Governor-General of India in Council
- Long title An Act for the Prevention of the murder of Female Infants . ;
- Citation: Act VIII of 1870
- Enacted by: Governor-General of India in Council
- Enacted: 18 March 1870
- Commenced: 20 March 1870

Repealed by
- Act 48 of 1952

= Female Infanticide Prevention Act, 1870 =

Legislative act in British India

The Female Infanticide Prevention Act, 1870 (Act VIII of 1870) was a legislative act passed in British India, to prevent murder of female infants.

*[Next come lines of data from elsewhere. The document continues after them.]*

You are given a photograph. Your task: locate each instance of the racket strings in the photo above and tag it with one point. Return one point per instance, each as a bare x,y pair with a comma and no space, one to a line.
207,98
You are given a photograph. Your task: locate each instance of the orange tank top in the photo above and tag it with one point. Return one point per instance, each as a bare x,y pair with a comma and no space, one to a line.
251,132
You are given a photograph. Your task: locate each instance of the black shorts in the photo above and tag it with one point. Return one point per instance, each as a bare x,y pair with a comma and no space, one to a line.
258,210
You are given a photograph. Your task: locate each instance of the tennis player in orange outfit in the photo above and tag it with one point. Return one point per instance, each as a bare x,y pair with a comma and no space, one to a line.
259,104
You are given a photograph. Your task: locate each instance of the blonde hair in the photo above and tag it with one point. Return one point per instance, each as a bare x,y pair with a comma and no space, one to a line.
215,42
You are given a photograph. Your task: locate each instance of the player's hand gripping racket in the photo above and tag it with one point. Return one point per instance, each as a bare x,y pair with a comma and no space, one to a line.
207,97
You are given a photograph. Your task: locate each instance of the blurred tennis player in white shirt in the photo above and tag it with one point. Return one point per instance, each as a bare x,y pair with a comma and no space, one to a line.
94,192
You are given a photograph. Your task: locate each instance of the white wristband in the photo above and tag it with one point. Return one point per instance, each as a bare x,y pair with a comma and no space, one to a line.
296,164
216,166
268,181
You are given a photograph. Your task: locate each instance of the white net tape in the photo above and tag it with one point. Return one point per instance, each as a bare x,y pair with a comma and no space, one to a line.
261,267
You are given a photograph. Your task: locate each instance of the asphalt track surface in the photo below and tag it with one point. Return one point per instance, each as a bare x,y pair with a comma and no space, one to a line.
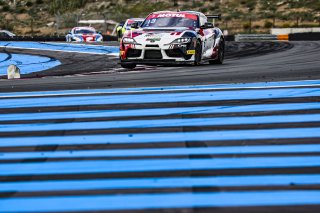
165,139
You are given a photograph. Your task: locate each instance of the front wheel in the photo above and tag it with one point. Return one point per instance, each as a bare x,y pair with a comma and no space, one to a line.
128,66
198,55
220,58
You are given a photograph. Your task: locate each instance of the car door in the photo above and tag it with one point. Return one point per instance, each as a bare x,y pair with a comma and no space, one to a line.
208,38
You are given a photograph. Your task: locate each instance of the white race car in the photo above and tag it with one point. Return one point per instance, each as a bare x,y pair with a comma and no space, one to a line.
167,37
83,34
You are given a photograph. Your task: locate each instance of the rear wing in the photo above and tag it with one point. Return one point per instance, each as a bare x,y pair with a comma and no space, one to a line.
214,16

Section 7 of this act declared that it was initially applicable only to the territories of Oudh, North-Western Provinces and Punjab, but the Act authorized the Governor General to extend the law to any other district or province of the British Raj at his discretion.

==Text==

The British colonial authorities passed the Female Infanticide Prevention Act, 1870 under pressure of Christian missionaries and social reformers seeking an end to female infanticides in the Indian subcontinent. The law's preamble stated that the murder of female infants is believed to be commonly committed in certain parts of British India, and these were Oudh, North-Western Provinces and Punjab. The act initially applied to these regions.

The law authorized the creation of a police force to maintain birth, marriage and death registers, to conduct census of the district at its discretion, enforce a special tax on the district to pay for the expenses and entertainment of said police officers.

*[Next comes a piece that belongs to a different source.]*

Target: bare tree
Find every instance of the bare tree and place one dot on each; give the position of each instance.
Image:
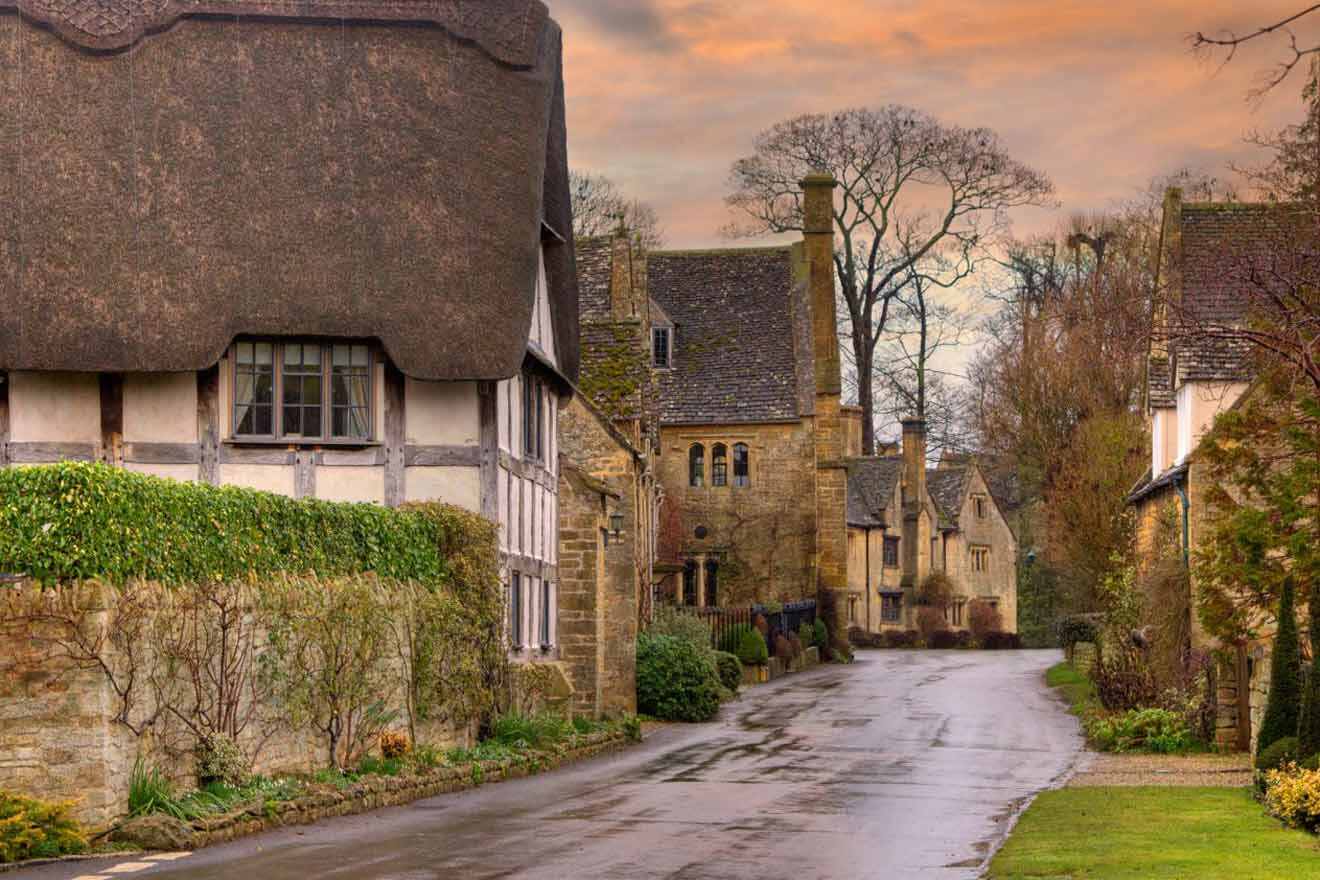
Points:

The act also stipulated a prison sentence of six months or a fine of thirty thousand rupees, or both, on anyone who disobeyed or obstructed the police officers enforcing the act. Section 6 of the act allowed the police officer to seize a child from any person he suspects may neglect or endanger any female child, as well as force collect a monthly fee from that person.

==Current status==
The Indian practice of female infanticide and of sex-selective abortion have been cited to explain in part a gender imbalance that has been reported as being increasingly distorted since the 1991 Census of India, although other influences might also affect the trend.

The Act was in force until 1981 in Pakistan, when it was superseded by an ordinance.